Tayyip Erdoğan doymuyor, daha fazla, daha fazla iktidar istiyor. Örneğin elindeki milletvekili çokluğuyla İstanbul Anlaşması'ndan çıkma kararı aldıramaz mı? Tabii ki aldırır. Ama özellikle böyle yapmayı tercih ediyor. Her zamanki emr-i vaki yöntemiyle, şimdi bunu feshetti. Yarın, öbür gün başka -ve muhtemelen daha önemli- fermanlarını "kararname" kıyafetiyle öne sürebilir.

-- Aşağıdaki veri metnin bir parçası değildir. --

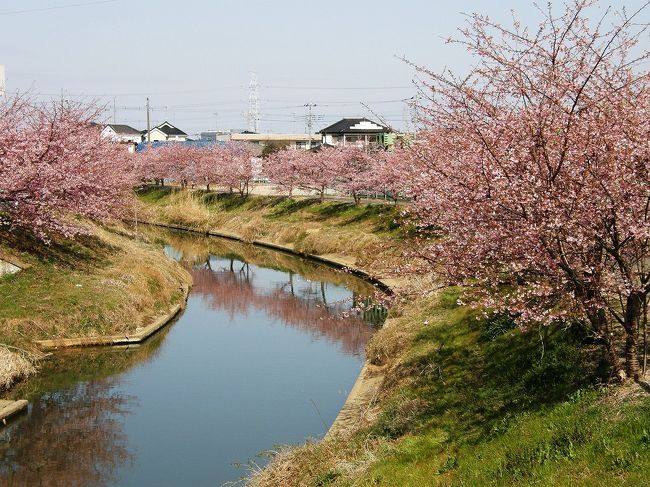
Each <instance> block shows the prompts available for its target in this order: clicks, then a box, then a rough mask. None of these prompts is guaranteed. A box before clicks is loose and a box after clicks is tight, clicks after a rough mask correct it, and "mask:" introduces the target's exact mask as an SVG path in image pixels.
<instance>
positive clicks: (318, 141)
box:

Ama bu işin dibine galiba Sedat Peker'le geldik. Türkiye'nin günümüzde en sağlam kurumları Sedat Peker ve Alaattin Çakıcı gibi kişiler. İçişleri Bakanı televizyon kanalında hiçbir şeyi açıklamayan açıklamalar yapıyor; çete reisi öteki medya üstünden ona cevap yetiştiriyor. Bu olayı milyonlarca insan merakla, tutkuyla izliyor ve büyük çoğunluk çete reisine inanıyor. Sedat Peker'in gençlik için "rol modeli" olduğuna dair ciddi konular konuşuluyor. Ortada büyük suçlamalar var, parmağını kıpırdatan bir savcı yok. Falan sayıda "iktidar milletvekili" var, sesini çıkaranı yok. Çünkü bütün bu zevat Tayyip Erdoğan'ın ne diyeceğini bekliyor. Oradan bir sinyal almadan laf söylemek ve dolayısıyla yanlış yerde kalmak ihtimaline karşı tedbirli olmak gerek. Peker'in böyle konuşmasına zemin hazırlaya Erdoğan cenahı olabilir mi? Şimdi Bahçeli'nin sahip çıkmasından ötürü tutumunu değiştirmiş olabilir mi? Hepsi olabilir. Ve hiçbiri öbüründen temiz değil.

Bunların hepsini başarmış bir iktidarın ilk seçimde pılısı pırtısını toplayıp evine yollanmasını beklersiniz. Bu çok hesapdışı bir olay değil. Gene de, "belli olmaz" diyoruz. Yukarıda anlatmaya çalıştığım "taban edinme" çabalarının ne derece etkili olduğunu yeterince bilmiyoruz; ama daha önemlisi, bu iktidarın bu koşullarda ve bu gidişle nasıl bir seçim, bir seçim ortamı yaratacağını bilmiyoruz.

Ama şu vardığımız noktadan sonra inecek fazla derinlik kalmadığını söyleyebiliriz.